Publicado en El Universal
Por Mauricio Merino
Decir que el paso del tiempo es inexorable es una obviedad. Pero cobra un sentido distinto cuando se plantea desde el inevitable desgaste cotidiano al que se somete el poder. Todavía no se cumple el primer año del nuevo gobierno y ese enemigo implacable, el tiempo, ya comienza a ejercer su labor corrosiva. El maldito tiempo, que va cerrando la puerta a las oportunidades perdidas, que va modificando el cuadro de actores, escenas y protagonistas políticos, que va perfeccionando los viejos problemas y acumulando desafíos nuevos, mientras transcurre, impasible.
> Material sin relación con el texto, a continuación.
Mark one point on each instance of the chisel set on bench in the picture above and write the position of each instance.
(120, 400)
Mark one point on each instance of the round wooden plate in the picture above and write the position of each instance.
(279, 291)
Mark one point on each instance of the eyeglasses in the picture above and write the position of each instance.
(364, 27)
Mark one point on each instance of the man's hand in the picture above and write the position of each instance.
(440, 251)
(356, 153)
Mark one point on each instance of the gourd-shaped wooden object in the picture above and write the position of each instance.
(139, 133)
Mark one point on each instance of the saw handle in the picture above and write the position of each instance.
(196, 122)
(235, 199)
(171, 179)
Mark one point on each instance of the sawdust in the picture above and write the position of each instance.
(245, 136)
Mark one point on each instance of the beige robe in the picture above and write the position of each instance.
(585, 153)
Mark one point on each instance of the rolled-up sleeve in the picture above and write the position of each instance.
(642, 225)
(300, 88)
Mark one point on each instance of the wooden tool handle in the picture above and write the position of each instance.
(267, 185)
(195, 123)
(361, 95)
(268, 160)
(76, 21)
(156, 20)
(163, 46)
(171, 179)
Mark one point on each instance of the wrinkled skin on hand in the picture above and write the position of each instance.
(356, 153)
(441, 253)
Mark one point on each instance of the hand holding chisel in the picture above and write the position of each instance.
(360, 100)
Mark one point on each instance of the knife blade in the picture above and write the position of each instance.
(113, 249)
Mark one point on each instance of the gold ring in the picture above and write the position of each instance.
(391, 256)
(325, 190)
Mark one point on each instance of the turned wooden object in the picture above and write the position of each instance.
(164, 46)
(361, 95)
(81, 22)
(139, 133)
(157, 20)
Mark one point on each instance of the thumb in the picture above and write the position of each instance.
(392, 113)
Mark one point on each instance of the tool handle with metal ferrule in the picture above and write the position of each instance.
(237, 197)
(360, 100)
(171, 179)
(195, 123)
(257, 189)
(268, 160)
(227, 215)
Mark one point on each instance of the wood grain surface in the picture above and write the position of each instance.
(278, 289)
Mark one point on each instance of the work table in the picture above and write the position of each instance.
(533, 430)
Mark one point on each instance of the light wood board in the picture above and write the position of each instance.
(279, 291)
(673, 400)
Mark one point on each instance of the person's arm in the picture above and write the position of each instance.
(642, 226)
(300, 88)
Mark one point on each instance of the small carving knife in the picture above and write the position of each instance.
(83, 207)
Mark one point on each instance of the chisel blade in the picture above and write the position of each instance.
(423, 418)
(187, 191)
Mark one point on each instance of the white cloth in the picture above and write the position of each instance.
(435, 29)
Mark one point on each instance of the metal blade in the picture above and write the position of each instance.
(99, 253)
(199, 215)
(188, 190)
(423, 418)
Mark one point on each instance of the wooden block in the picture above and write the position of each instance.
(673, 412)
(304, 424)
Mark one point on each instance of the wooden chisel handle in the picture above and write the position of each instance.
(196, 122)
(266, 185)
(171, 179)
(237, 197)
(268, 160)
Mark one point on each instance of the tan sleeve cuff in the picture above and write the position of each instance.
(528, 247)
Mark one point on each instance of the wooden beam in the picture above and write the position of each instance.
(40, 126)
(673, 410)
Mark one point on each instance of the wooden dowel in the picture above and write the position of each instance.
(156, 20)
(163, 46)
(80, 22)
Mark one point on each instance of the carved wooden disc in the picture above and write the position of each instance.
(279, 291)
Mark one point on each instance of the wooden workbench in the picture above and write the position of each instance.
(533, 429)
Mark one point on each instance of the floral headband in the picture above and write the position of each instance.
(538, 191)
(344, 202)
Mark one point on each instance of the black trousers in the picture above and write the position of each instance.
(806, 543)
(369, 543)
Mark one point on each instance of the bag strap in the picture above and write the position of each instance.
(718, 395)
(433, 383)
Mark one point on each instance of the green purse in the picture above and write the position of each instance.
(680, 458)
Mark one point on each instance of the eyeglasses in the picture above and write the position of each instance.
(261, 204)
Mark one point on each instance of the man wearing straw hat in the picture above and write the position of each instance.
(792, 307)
El ejercicio del poder tiene muchas ventajas: el control de la agenda y el predominio de la versión propia sobre cualquier otra, están entre las principales. Pero ninguna de las dos dura mucho. Mientras se construye, el poder político va ganando espacios en la atención colectiva, va fijando los temas que habrán de imponerse en la deliberación pública y va determinando la forma y los contenidos para abordarlos. Dominar la agenda significa gobernar el uso del tiempo: quien lo consigue —en una relación personal, en una familia, en una organización o en todo el país— goza del privilegio de decidir sobre el tiempo y la atención prioritaria de los demás. ¿Quién manda aquí? Manda quien decide lo que se hará cada día y quien ordena los temas y sus contenidos. He aquí la síntesis del poder realmente ejercido: el que se mide por la cantidad de tiempo que cada uno logra imponer a los otros.